Çünkü AYM’nin norm denetimi dışındaki tüm kararları sonradan değişme ihtimali olan kararlardır. Yüce Divan kararları için yeniden inceleme imkanı vardır. Yüce Divan, siyasi parti kapatma ve bireysel başvuru kararlarının tamamında Avrupa İnsan Hakları Mahkemesine (AİHM) gidilebilir. AİHM tarafından bir ihlal kararı verilmesi durumunda da bu kararlar için yargılamanın yenilenmesi söz konusu olabilir. Bir başka ifade ile hukukumuzda bu kararlar için olağanüstü kanun yolu da öngörülmüştür. Dolayısıyla bu kararlar da diğer mahkeme kararları gibi değiştirilmediği müddetçe bağlayıcıdır.

Norm denetimi kararları için ise olağanüstü yargı yolu düzenlenmemiştir. Norm denetimi kararlarının başka bir hukuki mekanizma ile değiştirilmesi mümkün değildir. Bu noktada bütün erkler bakımından bağlayıcılık da sadece değiştirilemeyecek mahkeme kararları olan norm denetimi kararlarıyla ilgili bir kavramdır ve Anayasa’nın 153/son hükmü de sadece bu kararlara ilişkindir.

2. AYM'nin kanun yollarına ilişkin anayasal yasaklara aykırı davranması

AYM'nin görev ve yetkilerine ilişkin Anayasa’nın 148. maddesinin 3. ve 4. fıkralarında “... Başvuruda bulunabilmek için olağan kanun yollarının tüketilmiş olması şarttır. Bireysel başvuruda, kanun yolunda gözetilmesi gereken hususlarda inceleme yapılamaz.” hükümleri düzenlenmiştir.

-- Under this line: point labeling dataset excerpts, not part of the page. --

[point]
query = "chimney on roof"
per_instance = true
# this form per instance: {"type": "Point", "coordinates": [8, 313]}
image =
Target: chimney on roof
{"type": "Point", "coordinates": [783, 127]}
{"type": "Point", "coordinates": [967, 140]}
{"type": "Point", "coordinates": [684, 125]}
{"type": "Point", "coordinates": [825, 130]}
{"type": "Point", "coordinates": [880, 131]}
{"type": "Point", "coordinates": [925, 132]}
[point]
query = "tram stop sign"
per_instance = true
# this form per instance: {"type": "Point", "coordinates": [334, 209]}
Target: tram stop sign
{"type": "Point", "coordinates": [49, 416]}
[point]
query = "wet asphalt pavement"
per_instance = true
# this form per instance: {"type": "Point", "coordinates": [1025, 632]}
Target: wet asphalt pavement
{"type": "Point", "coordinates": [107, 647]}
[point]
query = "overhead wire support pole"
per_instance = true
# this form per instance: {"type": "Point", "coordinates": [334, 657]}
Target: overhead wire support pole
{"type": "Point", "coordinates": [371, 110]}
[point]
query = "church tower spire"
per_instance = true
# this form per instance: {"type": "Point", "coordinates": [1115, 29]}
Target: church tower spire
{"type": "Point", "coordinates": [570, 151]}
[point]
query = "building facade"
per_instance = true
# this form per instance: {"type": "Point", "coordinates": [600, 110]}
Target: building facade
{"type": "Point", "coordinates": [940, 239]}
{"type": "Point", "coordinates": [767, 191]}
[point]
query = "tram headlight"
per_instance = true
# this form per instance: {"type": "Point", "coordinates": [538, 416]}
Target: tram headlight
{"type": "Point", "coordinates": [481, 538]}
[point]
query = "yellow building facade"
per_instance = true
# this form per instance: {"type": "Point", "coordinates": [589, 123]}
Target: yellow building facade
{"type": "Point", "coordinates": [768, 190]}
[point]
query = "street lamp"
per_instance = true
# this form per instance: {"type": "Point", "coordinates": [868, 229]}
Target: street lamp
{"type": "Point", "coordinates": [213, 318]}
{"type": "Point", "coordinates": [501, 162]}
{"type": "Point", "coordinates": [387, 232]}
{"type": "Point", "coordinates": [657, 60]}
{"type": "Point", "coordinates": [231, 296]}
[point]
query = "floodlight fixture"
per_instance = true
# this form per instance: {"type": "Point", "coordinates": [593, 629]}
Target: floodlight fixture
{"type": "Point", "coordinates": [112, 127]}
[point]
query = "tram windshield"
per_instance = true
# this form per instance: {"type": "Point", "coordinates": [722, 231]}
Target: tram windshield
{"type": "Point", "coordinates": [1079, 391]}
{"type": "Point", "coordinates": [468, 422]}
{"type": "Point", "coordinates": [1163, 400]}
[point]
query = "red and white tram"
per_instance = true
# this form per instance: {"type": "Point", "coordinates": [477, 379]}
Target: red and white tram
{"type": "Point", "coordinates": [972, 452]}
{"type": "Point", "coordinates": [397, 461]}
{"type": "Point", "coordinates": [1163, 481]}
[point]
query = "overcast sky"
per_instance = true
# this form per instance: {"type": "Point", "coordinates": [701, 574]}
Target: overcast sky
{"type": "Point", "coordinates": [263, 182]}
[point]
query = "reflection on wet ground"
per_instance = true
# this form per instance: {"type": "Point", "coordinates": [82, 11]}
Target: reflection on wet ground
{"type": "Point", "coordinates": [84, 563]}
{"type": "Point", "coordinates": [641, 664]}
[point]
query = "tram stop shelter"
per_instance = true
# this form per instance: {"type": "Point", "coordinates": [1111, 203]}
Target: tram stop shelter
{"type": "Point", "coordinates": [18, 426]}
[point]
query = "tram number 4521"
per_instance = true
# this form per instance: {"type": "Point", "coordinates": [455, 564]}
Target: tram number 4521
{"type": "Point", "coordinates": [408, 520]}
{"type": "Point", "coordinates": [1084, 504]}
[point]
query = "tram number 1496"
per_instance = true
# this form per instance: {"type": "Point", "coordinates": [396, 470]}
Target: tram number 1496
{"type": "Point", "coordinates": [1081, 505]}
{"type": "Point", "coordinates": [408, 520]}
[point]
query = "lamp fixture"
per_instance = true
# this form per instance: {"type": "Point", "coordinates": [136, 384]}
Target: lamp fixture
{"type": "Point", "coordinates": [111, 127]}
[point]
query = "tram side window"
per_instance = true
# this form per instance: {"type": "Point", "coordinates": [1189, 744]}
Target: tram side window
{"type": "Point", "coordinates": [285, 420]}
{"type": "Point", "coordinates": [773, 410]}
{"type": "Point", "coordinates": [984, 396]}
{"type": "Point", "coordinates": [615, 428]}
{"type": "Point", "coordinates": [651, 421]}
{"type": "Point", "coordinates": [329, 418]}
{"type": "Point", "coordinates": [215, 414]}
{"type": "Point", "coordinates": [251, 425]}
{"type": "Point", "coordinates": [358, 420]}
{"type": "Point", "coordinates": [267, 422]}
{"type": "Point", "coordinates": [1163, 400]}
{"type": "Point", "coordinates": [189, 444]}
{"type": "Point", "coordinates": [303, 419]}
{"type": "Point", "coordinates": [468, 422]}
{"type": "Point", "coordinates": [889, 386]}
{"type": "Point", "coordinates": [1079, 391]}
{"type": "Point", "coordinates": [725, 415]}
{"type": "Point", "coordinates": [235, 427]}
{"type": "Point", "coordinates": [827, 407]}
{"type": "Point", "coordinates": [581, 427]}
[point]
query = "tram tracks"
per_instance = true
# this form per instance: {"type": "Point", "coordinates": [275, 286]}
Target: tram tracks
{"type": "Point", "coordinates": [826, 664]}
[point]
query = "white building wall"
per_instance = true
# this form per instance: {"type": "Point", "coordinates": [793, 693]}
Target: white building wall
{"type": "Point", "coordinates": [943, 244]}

AYM, bireysel başvurularda Anayasa’nın 148. maddesinin bu hükümlerini açık açık ihlal etmektedir.

Anayasa’nın açık hükmü gereğince bir yargılama devam ederken AYM o yargılamaya ilişkin başvuruları kural olarak inceleyemez. Zira olağan kanun yolları tüketilmeden AYM'nin inceleme yetkisi ve görevi başlamaz. Bireysel başvuruda bulunabilmek için duruma göre istinaf veya temyiz başvuru yollarının tamamının tüketilmiş olması gerekir. Yargılama süreci devam ederken yapılan bireysel başvuruların kabul edilemezlikle sonuçlandırılması gerekir. Zira Anayasa’nın 154. ve 155. maddelerine göre yargı organları tarafından verilen kararları nihai inceleme yetkisi Yargıtay veya Danıştay’a aittir. Bu makamların incelemesi tamamlanmadan veya sonuçlanmadan bireysel başvuru incelemesi yapılamaz. Aksi durum Anayasa’nın 148. maddesinin üçüncü fıkrasında yer alan kanun yollarının tüketilmiş olması ön şartına açık aykırılık teşkil eder.

Öte yandan bireysel başvuruda olağan kanun yollarında incelenebilecek hususlarda inceleme yapılamaz. Anayasa’ya göre bireysel başvurunun, olağan kanun yollarının tüketilmesinden sonra başvurulabilecek ve olağan kanun yollarında incelenebilecek hususlarda değerlendirme yapılamayacak anayasal bir hak arama yolu olduğunun altı çizilmelidir. AYM, bir yargılama sonunda verilen kararın sonucunu değiştirecek şekilde karar veremez. Bir yönüyle bireysel başvuru, yargılama sürecinde adil yargılanma hakkının güvencelerinin başvuruculara sunulup sunulmadığının incelenmesi ile sınırlıdır. Yoksa bir yargılama sonunda verilen beraat veya mahkumiyet kararının ortadan kaldırılması veya ortadan kaldıracak şekilde karar verilmesi, Yargıtay veya Danıştay gibi hareket edilmesi sonucunu doğurur. Halbuki AYM, Anayasa’nın 148. maddesinin dördüncü fıkrasına göre olağan kanun yollarında incelenebilecek konularda inceleme yapamaz.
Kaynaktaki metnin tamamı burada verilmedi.